TorchArrow is a torch.Tensor-like Python DataFrame library for data preprocessing in deep learning. It supports multiple execution runtimes and Arrow as a common format.
It plans to provide:
- Python Dataframe library focusing on streaming-friendly APIs for data preprocessing in deep learning
- Seamless handoff with PyTorch or other model authoring, such as Tensor collation and easily plugging into PyTorch DataLoader and DataPipes
- Zero copy for external readers via Arrow in-memory columnar format
- Multiple execution runtimes support:
- High-performance C++ UDF support with vectorization
You will need Python 3.7 or later. Also, we highly recommend installing an Miniconda environment.

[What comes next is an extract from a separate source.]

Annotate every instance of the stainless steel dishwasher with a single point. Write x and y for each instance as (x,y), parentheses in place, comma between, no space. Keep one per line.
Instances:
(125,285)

First, set up an environment. If you are using conda, create a conda environment:
conda create --name torcharrow python=3.7
conda activate torcharrow
Follow the instructions in this Colab notebook
Experimental nightly binary on MacOS (requires macOS SDK >= 10.15) and Linux (requires glibc >= 2.17) for Python 3.7, 3.8, and 3.9 can be installed via pip wheels:
pip install --pre torcharrow -f https://download.pytorch.org/whl/nightly/cpu/torch_nightly.html
If you are installing from source, you will need Python 3.7 or later and a C++17 compiler.

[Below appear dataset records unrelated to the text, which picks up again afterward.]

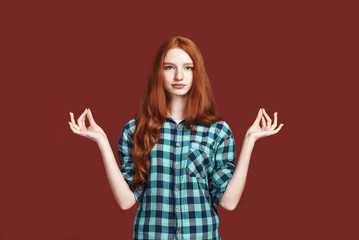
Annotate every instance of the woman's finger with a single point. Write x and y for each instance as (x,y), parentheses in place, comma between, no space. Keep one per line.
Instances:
(263,122)
(275,121)
(74,130)
(269,121)
(74,125)
(80,121)
(90,117)
(280,126)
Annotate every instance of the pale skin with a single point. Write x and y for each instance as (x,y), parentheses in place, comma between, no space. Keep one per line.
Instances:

git clone --recursive https://github.com/facebookresearch/torcharrow
cd torcharrow
# if you are updating an existing checkout
git submodule sync --recursive
git submodule update --init --recursive
On MacOS
HomeBrew is required to install development tools on MacOS.
# Install dependencies from Brew
brew install --formula ninja cmake ccache icu4c boost gflags glog libevent
# Build and install other dependencies
scripts/build_mac_dep.sh ranges_v3 fmt double_conversion folly re2
On Ubuntu (20.04 or later)
# Install dependencies from APT
apt install -y g++ cmake ccache ninja-build checkinstall \
libssl-dev libboost-all-dev libdouble-conversion-dev libgoogle-glog-dev \
libgflags-dev libevent-dev libre2-dev
# Build and install folly and fmt
scripts/setup-ubuntu.sh
For local development, you can build with debug mode:
DEBUG=1 python setup.py develop
And run unit tests with
python -m unittest -v
To build and install TorchArrow with release mode:
python setup.py install
This 10 minutes tutorial provides a short introduction to TorchArrow, and you can also try it in this Colab. More documents on advanced topics are coming soon!
You can find the example about integrating a TorchRec based training loop utilizing TorchArrow's on-the-fly preprocessing here. More examples are coming soon!
We hope to sufficiently expand the library, harden APIs, and gather feedback to enable a alpha release (early 2022).
TorchArrow is BSD licensed, as found in the LICENSE file.